Voilà un mélodrame comme on les aime. Une ampleur romanesque, des personnages féminins attachants, singuliers, travaillés. Et puis cette ambiance brésilienne, prise ici à contrepied. Nous sommes plongés, immergés dans le Brésil des années 50, bigarré. Un Brésil où la soif d’émancipation féminine se cogne sans cesse au poids de l’Église, aux traditions, à un ordre patriarcal et social inflexible. Et pourtant les deux sœurs magnifiques ont de la ressource et de l’espoir à revendre.
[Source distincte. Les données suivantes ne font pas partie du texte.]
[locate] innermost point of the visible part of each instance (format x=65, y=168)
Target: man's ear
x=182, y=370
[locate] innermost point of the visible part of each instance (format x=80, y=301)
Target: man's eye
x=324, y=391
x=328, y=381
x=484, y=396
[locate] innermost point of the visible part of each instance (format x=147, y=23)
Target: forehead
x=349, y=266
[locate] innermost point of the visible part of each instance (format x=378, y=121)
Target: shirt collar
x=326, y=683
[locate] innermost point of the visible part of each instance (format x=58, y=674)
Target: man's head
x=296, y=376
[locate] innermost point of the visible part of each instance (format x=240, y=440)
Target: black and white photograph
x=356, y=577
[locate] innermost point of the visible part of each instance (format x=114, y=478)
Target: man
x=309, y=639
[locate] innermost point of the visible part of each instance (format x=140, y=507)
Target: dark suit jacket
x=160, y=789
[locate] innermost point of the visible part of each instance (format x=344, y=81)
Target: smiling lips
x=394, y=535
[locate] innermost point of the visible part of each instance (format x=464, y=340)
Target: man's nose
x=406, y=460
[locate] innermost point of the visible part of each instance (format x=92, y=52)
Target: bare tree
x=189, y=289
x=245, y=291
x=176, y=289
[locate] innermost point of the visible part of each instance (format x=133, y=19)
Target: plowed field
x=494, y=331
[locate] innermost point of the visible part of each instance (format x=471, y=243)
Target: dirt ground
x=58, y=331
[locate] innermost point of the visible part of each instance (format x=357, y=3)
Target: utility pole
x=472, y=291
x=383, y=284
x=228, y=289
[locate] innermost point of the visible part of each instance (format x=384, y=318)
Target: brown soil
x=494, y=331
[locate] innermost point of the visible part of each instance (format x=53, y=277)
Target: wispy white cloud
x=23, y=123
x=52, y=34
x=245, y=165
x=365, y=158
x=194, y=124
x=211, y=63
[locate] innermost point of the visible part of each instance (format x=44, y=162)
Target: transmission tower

On sent que ce scénario a été poli, version après version, ses sinuosités nous emmènent suivre ces deux itinéraires de vie avec une grande empathie et une rare délicatesse. Il égrène l’étirement du temps, cette langueur qui finit par envelopper les personnages. À l’arrivée, Karim Aïnouz dresse un constat amer, critique d’une société corsetée qui broie les destins féminins. Dans la section Un Certain regard au dernier Festival de Cannes, La Vie invisible d’Euridice Gusmao (titre d’une actualité saisissante qui fait écho au film français du début d’année : Les Invisibles), le film a remporté le Grand Prix dans une sélection particulièrement relevée. Il est sélection à l’Oscar du meilleur film étranger. Il est également présenté en compétition au Festival du Film d’Histoire. Il est promis à un très bel accueil. Après Aquarius et Bacurau de Kleber Mendonça Filho (présent au Festival !), le cinéma brésilien revient en force. Pour combien de temps ? ⎥ François Aymé
LA VIE INVISIBLE D’EURIDICE GUSMÃO
Réalisateur(s) : Karim Aïnouz
Acteur(s) : Carol Duarte, Julia Stockler, Gregório Duvivier
Genre(s) : Drame
Origine : Brésil, Allemagne
Durée : 2h19
Synopsis : Rio de Janeiro, 1950. Euridice, 18 ans, et Guida, 20 ans, sont deux soeurs inséparables. Elles vivent chez leurs parents et rêvent, l’une d’une carrière de pianiste, l’autre du grand amour. A cause de leur père, les deux soeurs vont devoir construire leurs vies l’une sans l’autre. Séparées, elles prendront en main leur destin, sans jamais renoncer à se retrouver.